For undiluted driver enjoyment, engine power and torque in the Hydro-gen 7 remain exactly the same regardless of which fuel is in current use. The driver can switch between the two without any effect on driving behaviour or performance. The car always gives priority to the use of hydrogen but should this run out, it automatically switches to petrol power.
Unlike many previous hydrogen concept cars showcased by rival manufacturers, the BMW Hydrogen 7 heralds a milestone in the history of the car. It is a full production-ready vehicle, which has met all the stringent processes and final sign-off criteria that every current BMW model undergoes.

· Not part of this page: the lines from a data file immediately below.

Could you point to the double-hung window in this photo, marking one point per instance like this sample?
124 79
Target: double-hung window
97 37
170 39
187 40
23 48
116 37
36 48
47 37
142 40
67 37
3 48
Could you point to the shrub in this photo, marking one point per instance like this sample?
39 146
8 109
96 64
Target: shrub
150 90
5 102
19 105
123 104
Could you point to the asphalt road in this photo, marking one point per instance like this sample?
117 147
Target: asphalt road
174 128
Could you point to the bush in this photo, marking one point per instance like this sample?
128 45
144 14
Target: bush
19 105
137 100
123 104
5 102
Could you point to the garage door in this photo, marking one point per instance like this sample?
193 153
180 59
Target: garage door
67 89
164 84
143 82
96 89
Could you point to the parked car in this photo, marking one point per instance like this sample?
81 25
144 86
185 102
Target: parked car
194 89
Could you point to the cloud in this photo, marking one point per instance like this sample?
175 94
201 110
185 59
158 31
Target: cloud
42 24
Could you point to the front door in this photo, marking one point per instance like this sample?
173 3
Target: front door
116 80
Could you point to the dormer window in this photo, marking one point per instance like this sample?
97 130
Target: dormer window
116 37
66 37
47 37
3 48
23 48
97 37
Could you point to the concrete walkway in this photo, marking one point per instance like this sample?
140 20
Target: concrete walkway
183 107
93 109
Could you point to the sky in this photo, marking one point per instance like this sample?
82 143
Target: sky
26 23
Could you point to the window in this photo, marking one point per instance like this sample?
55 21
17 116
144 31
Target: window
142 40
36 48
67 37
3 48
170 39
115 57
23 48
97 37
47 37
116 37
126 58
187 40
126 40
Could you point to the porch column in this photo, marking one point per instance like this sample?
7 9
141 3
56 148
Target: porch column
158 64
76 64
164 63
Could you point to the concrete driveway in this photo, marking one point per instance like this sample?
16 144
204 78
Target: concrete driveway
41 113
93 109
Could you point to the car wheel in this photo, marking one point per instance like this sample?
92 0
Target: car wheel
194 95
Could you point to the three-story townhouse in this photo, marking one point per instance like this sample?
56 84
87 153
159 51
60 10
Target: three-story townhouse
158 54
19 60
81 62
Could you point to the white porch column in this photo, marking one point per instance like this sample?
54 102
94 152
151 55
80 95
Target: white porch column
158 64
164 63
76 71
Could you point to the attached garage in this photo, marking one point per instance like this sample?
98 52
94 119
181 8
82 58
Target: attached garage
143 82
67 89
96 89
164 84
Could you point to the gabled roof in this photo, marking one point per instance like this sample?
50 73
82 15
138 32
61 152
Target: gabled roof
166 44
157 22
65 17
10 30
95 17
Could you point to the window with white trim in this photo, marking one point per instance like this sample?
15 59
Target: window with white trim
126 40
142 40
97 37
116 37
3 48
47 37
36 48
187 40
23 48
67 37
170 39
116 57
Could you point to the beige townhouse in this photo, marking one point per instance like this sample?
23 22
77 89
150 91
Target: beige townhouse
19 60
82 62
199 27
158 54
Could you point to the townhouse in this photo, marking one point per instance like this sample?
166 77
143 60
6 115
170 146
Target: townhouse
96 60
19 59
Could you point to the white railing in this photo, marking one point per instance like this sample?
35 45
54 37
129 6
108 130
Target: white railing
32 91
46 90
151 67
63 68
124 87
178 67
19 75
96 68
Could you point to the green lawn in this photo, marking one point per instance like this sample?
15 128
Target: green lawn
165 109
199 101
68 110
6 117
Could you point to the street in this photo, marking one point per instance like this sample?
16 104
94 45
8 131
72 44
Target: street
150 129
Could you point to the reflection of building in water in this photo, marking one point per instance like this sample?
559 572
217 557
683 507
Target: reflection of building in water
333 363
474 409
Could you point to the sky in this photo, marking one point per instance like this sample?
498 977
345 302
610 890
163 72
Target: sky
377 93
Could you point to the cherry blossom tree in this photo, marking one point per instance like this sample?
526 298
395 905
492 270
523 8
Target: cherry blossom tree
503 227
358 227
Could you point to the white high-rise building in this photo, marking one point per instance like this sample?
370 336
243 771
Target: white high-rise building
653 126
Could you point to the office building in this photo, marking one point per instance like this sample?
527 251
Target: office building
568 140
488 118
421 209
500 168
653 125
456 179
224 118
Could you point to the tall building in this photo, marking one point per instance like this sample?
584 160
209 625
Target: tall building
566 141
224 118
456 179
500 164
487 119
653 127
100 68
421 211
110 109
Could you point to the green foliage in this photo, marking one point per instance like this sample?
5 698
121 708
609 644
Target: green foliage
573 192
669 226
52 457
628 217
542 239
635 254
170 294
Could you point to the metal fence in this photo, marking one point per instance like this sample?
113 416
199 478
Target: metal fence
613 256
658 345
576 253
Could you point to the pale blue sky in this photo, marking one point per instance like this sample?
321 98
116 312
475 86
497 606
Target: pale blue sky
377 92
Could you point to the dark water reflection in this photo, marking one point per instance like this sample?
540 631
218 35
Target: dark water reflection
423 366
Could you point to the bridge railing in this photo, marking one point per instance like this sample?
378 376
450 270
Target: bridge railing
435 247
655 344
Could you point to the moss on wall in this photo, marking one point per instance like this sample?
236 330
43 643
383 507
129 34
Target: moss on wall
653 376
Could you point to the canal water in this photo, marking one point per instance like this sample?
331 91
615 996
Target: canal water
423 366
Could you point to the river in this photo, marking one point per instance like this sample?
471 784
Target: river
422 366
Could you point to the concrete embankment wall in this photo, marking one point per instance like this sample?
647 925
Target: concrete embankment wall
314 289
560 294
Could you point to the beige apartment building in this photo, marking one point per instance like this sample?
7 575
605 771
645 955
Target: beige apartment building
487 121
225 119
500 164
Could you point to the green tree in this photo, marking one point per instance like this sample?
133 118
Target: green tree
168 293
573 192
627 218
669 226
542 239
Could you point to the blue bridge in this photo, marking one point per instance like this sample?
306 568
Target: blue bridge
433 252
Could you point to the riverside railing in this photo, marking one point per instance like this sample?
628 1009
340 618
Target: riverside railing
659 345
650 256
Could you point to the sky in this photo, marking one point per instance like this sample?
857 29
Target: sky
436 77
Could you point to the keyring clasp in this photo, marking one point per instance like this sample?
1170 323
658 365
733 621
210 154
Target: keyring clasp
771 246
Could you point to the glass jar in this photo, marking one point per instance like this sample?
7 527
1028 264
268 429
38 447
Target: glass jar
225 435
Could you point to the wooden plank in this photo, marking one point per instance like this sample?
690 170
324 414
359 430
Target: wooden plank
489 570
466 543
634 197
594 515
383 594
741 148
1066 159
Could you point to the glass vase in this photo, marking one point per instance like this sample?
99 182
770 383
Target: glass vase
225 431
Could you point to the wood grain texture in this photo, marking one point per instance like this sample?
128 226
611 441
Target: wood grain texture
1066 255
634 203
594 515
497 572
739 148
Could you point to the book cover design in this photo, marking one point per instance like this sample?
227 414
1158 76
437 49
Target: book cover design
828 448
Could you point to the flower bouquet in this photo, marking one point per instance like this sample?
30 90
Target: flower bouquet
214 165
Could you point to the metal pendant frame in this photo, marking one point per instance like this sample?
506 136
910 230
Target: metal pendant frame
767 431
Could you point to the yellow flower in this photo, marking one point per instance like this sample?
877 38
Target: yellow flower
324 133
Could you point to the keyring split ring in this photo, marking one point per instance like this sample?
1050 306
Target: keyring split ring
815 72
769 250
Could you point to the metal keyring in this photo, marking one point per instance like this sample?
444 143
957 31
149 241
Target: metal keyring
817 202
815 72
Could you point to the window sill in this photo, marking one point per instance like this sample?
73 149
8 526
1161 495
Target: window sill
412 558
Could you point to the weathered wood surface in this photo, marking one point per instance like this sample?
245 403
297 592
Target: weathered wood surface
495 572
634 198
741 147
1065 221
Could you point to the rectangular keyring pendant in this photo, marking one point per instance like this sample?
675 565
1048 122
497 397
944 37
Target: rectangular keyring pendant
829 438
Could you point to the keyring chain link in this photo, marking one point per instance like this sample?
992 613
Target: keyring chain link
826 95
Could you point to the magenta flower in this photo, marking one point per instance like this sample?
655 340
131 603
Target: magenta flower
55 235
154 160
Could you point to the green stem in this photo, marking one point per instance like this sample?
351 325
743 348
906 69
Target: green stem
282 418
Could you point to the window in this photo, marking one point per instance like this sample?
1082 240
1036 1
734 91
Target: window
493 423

The BMW Group has been committed to hydrogen technology as a means of reducing car emissions in particular CO2 emissions for over 20 years. When running in the hydrogen mode, the BMW Hydrogen 7 essentially emits nothing but water vapour. And, unlike fossil fuels and traditional petrol, hydrogen is available in virtually infinite supply when renewable energies such as solar, wind and wave power are used to produce the liquid hydrogen. Stored in a hi-tech tank, which keeps the fuel at a pressure of 3-5 bar and a consistent temperature of -250C, liquid hydrogen offers significant advantages in energy density compared to other possible alternative fuel sources to enhance the cruising range of the car.
BMW continues to develop ultra-efficient petrol engines that already significantly reduce fuel consumption and CO2 emissions. Together with clean performance diesel cars and the technologically advanced hybrid systems currently under development, the BMW Group has a clear strategy for sustainable mobility with hydrogen as their ultimate goal.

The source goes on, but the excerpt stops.